Some will say that nothing matters because a peace deal is impossible because the Palestinians are unreasonable – especially as evidenced in their insistence on the so-called Right of Return, which played a key role in scuttling several far-reaching Israeli peace offers in the past. And this is true.
But there is a difference between maintaining the status quo while seeking opportunities (perhaps unilateral) for change – and continuing to pour settlers into the territory. Every day that passes and settlers are added brings Israel closer to the point of no return at which it will find itself facing Palestinian demands for annexation and citizens’ rights that will reflect the reality of its control. It would end Zionism and so Israel will resist, but make no mistake: that way lie sanctions and global pariah status.
Is there hope that Bennett might not only understand all this but act?
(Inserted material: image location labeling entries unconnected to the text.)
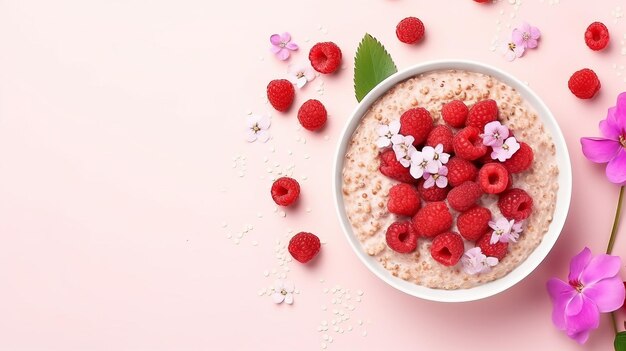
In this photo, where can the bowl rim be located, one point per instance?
(563, 193)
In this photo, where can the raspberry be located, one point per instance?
(403, 200)
(432, 219)
(441, 135)
(447, 248)
(393, 169)
(521, 159)
(464, 196)
(410, 30)
(431, 194)
(304, 246)
(416, 122)
(325, 57)
(597, 36)
(473, 222)
(515, 204)
(497, 250)
(455, 113)
(460, 171)
(481, 113)
(401, 237)
(312, 115)
(493, 178)
(280, 93)
(584, 83)
(285, 191)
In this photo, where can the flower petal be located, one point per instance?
(607, 294)
(578, 264)
(600, 267)
(599, 150)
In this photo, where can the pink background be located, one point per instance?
(119, 122)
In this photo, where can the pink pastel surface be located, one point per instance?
(119, 122)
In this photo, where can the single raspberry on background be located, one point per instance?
(441, 135)
(416, 122)
(285, 191)
(402, 237)
(280, 93)
(597, 36)
(481, 113)
(312, 115)
(455, 113)
(447, 248)
(521, 160)
(497, 250)
(403, 200)
(410, 30)
(464, 196)
(432, 219)
(584, 83)
(473, 222)
(460, 171)
(433, 193)
(493, 178)
(304, 246)
(325, 57)
(468, 144)
(392, 168)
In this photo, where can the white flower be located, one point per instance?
(300, 74)
(404, 149)
(283, 291)
(475, 262)
(257, 126)
(388, 134)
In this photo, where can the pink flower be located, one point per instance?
(526, 36)
(282, 45)
(611, 147)
(594, 287)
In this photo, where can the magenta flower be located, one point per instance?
(526, 36)
(282, 45)
(594, 287)
(611, 147)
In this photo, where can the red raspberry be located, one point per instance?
(416, 122)
(285, 191)
(447, 248)
(410, 30)
(460, 171)
(402, 237)
(441, 135)
(432, 219)
(280, 93)
(393, 169)
(468, 144)
(455, 113)
(403, 200)
(473, 222)
(515, 204)
(521, 159)
(464, 196)
(325, 57)
(597, 36)
(433, 193)
(304, 246)
(493, 178)
(584, 84)
(497, 250)
(312, 115)
(481, 113)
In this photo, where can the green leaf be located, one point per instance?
(372, 64)
(620, 341)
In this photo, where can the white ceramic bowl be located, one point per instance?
(563, 195)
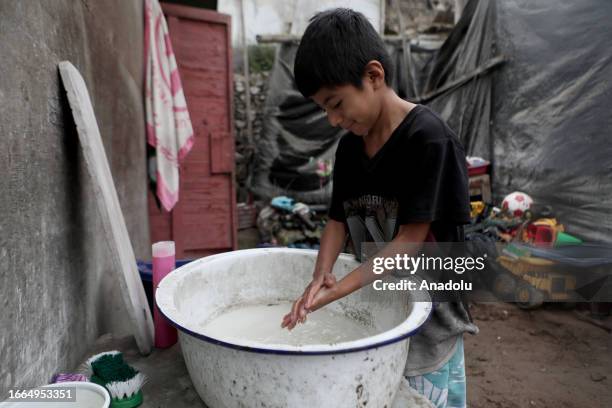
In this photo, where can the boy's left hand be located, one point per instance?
(323, 295)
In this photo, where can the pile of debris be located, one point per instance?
(285, 222)
(258, 88)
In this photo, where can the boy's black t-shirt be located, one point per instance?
(418, 175)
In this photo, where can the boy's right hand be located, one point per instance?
(302, 306)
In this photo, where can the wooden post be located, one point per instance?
(245, 71)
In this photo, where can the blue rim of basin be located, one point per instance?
(428, 310)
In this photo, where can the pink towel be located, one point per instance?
(168, 124)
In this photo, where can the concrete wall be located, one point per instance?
(273, 16)
(58, 289)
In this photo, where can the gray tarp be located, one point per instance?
(543, 118)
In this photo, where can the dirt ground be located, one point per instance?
(541, 358)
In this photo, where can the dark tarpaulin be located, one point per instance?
(297, 135)
(543, 117)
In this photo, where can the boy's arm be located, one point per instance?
(332, 242)
(409, 238)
I note that he is advised by historian Micah Goodman, who made a mark with his book Catch 67. That book argued that both the Left and Right are correct in that the occupation is bad for Israel but also it cannot currently be ended, and so the conflict must be managed.
That is not inconsistent with freezing the settlements (with the possible exception of a few that are directly next to the 1949 armistice lines).
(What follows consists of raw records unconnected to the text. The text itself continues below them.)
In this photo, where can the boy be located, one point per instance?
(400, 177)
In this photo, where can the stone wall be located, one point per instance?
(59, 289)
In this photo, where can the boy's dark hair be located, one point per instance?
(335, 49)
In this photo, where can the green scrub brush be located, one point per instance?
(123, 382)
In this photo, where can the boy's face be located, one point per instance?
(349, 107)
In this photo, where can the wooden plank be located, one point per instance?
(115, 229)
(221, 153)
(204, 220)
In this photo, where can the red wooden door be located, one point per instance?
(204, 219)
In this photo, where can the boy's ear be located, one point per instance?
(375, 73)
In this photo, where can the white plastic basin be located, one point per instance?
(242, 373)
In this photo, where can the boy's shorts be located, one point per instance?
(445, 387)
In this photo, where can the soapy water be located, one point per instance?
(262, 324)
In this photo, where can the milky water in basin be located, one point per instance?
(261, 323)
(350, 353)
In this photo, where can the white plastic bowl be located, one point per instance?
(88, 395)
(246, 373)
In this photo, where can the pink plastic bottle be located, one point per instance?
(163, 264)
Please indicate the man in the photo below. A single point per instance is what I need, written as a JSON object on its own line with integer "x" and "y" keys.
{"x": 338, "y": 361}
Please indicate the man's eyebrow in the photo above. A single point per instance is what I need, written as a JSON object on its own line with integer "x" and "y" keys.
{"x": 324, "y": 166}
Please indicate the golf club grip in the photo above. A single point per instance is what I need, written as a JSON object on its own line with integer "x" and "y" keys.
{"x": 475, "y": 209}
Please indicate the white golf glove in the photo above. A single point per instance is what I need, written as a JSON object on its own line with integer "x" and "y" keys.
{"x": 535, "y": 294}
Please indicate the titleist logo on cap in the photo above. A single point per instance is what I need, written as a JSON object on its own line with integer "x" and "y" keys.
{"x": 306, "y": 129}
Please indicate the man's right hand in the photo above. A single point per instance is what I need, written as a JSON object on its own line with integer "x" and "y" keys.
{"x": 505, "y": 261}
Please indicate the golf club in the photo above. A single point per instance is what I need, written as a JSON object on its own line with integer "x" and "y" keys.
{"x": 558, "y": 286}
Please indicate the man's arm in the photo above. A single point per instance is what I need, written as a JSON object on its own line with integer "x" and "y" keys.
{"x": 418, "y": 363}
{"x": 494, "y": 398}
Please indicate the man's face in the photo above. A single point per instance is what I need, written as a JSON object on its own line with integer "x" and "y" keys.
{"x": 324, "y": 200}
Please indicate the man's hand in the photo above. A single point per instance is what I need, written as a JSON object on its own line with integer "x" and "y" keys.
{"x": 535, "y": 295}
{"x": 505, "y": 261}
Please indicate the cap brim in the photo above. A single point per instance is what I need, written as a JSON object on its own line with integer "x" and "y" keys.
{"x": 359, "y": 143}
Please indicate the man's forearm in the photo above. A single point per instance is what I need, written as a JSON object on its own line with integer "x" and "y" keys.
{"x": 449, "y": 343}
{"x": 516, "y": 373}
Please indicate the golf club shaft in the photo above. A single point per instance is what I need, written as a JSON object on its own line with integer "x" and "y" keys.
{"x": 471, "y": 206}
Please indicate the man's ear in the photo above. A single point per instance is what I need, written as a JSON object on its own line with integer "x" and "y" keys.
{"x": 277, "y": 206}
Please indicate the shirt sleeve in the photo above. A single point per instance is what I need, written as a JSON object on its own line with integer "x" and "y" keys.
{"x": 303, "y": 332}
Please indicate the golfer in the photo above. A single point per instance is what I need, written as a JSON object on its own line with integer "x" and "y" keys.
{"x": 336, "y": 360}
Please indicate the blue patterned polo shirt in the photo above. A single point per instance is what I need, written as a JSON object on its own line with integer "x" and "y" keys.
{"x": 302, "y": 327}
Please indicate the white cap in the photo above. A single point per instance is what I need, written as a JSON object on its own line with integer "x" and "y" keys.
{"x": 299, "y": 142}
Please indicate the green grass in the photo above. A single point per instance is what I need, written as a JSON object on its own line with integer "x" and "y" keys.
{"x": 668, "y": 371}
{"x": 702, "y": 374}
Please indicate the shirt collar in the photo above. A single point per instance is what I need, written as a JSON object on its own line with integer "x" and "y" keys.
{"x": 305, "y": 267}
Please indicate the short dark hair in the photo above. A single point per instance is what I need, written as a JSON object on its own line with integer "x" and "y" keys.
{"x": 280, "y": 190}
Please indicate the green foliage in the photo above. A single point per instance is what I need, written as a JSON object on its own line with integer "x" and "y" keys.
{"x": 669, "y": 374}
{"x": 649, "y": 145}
If Bennett were to agree to this, the result would be an instant outpouring of good will from the region and the world (and also his coalition). He would stand for something, and he might become a real leader to the remaining pragmatic right-wingers. It would also be a signal to Israelis who seek to end the occupation that his joining with the center-left was not just a stunning gambit to become prime minister.
The pressure would shift to the Palestinians to respond in kind, perhaps by the summer 2023 deadline for the moderate Yair Lapid to take over as prime minister.
What might the Palestinians do? They might have an honest internal discussion on the notion that millions of descendants of Palestinian refugees have a “right” to return to ancestral areas in Israel. It would take courage, but they probably know this idea is standing in their way, and the Sunni part of the Arab world is losing patience with their cause.
Tens of millions of people were dislocated in World War II and its aftermath as the colonial era ended, in part in a movement to create viable nation-states. Germans are not returning to the Sudetenland (though they could under the EU) and Pakistanis do not have any “right” to return to Mumbai. Turks and Greeks, internally displaced people by the tens of millions in Red China and the Soviet Union – none of their descendants are running around with rusty keys demanding “rights” to return.
In the case of Israel/Palestine, a return would oppose the very demographic logic that might compel Israel to divest itself of strategic territory. Palestinians have argued Israel should accept the principle since few would actually arrive; that would be insane. One can speak of compensation at the most.
That’s what we might hope for in the two years of Bennett: Israel admitting settlement in most parts of the West Bank is wrong, and Palestinians admitting that the return is nonsense. After that, there may be chances for an amicable divorce.